THE SERVICE YOU DO FOR OTHERS
“Words we love to say, in a city we love to live in,” is a quote from this issue that really spoke to me this month. It’s not only poetic, and in keeping with the gratitude and mindfulness that Ramadan engenders, but is also very much the underlying philosophy behind putting together
Harper’s Bazaar Arabia – as much a love letter as it is a magazine, and built on words dedicated to the beauty of the place we call home.
It also chimed with an acceptance speech I gave late last month, when
Harper’s Bazaar Arabia won the award for Best Fashion Magazine at the EMIGALAs in Dubai. Aside from gushing with stage-mom pride over my amazing team, I wanted to explain that while fashion may be the backbone of what we do – it is the stories of the incredible, inspiring people of this region that is the heartbeat.

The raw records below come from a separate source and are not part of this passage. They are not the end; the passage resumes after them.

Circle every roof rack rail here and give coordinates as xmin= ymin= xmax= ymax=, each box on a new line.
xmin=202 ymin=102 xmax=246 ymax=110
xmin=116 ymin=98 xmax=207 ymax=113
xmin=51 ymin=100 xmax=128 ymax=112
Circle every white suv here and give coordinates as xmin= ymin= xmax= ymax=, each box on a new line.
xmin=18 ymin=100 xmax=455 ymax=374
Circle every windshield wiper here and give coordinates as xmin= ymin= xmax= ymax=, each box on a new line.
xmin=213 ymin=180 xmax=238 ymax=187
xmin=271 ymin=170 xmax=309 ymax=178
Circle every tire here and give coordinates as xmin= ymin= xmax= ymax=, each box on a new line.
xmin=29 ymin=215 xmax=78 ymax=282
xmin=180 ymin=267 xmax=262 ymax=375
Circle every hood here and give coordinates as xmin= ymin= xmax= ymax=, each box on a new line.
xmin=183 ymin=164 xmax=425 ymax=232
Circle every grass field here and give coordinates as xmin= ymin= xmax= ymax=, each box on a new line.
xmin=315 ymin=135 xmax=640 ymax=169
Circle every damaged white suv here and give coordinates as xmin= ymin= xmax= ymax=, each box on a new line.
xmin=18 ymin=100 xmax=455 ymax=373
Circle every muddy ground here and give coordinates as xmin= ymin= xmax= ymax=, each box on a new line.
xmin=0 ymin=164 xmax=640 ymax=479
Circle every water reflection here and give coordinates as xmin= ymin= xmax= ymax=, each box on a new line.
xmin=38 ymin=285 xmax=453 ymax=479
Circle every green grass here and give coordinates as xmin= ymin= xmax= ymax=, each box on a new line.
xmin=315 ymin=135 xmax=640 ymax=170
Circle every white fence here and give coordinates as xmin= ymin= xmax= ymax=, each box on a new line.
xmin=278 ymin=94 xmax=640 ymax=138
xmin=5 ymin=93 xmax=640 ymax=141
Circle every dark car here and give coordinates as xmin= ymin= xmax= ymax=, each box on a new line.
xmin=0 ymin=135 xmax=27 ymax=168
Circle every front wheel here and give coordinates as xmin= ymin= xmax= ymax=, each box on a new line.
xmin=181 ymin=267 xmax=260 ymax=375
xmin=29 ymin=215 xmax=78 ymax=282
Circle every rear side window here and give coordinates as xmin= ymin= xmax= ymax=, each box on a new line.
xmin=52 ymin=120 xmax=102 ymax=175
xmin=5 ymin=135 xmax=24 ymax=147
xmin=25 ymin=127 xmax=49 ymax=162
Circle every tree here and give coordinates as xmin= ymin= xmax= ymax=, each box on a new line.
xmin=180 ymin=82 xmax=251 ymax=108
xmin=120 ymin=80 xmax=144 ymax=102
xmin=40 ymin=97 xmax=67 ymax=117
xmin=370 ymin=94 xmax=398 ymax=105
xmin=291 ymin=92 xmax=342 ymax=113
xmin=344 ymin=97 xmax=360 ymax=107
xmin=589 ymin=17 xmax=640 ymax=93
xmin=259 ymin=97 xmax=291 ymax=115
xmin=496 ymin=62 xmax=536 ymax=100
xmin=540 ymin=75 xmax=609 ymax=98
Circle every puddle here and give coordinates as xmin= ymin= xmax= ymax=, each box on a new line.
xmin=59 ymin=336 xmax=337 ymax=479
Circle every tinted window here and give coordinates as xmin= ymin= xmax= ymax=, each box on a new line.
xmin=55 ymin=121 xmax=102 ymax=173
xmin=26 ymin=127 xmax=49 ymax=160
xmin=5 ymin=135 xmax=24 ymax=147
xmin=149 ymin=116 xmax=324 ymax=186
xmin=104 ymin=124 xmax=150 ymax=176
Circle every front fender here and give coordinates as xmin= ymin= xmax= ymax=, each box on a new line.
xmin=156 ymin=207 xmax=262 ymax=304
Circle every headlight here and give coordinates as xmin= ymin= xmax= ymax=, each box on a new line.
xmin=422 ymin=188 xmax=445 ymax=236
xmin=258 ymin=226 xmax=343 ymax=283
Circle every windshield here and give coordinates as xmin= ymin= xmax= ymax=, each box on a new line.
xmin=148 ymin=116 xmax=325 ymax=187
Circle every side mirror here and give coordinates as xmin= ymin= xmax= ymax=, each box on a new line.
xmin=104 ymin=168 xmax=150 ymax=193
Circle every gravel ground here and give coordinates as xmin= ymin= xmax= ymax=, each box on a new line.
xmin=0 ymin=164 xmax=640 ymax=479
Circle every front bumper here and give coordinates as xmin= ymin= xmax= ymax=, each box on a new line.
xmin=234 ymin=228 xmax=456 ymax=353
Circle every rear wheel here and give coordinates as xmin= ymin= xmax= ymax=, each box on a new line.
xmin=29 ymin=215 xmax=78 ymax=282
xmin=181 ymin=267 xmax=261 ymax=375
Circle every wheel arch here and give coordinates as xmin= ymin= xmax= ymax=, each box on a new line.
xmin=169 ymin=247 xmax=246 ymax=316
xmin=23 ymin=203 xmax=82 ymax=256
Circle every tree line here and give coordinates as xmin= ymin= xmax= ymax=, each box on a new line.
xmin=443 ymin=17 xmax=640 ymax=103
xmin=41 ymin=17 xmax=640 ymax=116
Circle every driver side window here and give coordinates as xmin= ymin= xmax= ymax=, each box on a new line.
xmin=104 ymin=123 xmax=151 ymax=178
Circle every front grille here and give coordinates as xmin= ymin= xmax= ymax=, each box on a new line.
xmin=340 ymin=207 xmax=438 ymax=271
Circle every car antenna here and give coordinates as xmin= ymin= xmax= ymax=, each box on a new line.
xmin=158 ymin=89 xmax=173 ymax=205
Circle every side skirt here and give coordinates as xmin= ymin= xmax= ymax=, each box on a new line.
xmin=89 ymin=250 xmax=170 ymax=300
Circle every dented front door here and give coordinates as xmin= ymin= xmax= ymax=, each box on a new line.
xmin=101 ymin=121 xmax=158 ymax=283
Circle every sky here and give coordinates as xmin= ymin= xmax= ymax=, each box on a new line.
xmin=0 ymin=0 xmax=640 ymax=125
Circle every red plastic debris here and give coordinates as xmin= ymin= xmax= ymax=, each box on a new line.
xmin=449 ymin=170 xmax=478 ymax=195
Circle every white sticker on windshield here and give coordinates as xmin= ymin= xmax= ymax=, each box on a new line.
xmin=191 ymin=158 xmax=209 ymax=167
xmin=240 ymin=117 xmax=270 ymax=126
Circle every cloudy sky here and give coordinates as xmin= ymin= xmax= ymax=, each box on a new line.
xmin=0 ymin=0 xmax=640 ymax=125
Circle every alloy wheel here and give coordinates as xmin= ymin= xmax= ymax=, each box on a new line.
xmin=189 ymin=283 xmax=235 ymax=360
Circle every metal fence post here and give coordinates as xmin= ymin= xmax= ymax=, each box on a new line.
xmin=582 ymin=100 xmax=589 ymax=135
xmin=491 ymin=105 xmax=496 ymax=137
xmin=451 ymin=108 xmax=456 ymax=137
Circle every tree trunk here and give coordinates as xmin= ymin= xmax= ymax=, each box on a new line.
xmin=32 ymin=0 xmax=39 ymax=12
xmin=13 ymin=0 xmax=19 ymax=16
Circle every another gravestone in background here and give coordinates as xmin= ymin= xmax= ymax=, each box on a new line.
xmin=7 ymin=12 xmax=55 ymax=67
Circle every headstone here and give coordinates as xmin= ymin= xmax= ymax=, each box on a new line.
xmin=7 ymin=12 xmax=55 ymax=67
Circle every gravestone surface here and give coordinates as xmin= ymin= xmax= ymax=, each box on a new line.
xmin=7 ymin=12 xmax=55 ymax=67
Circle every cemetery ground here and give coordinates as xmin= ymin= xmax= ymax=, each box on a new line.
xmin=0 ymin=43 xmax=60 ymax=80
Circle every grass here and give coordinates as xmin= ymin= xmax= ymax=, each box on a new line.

In this issue, those include that of Emirati showjumper Amna Bani Hashem ( Harmony in the Home, p. 206), experimental-henna whizz, Dr. Azra Khamissa, whose quote we read at the start ( The Time is at Hand, p. 74) and award-winning Saudi calligraffiti artist Mawadah Muhtasib (p.50). Of course, our storytelling spirit extends beyond the region, too. Our Olympian cover star, sporting champ Ramla Ali, is a Somalian-born British Muslim boxer whose art in the ring is matched only by her activism outside it. Not only has Ramla set up Sisters Club, a not-forprofit organisation that offers free self-defense classes to women of all backgrounds, but she also used lockdown to write Not Without a Fight:
Ten Steps To Becoming Your Own Champion, in order to pay forward the wisdom and strength she’s learned on her journey. A heavy-hitter indeed.
“The service you do for others is the rent you pay for your room here on Earth,” she tells us in The Knockout on p. 86, quoting fellow boxer and one of her all-time heroes, Muhammad Ali. Words to live by – both this month, and always.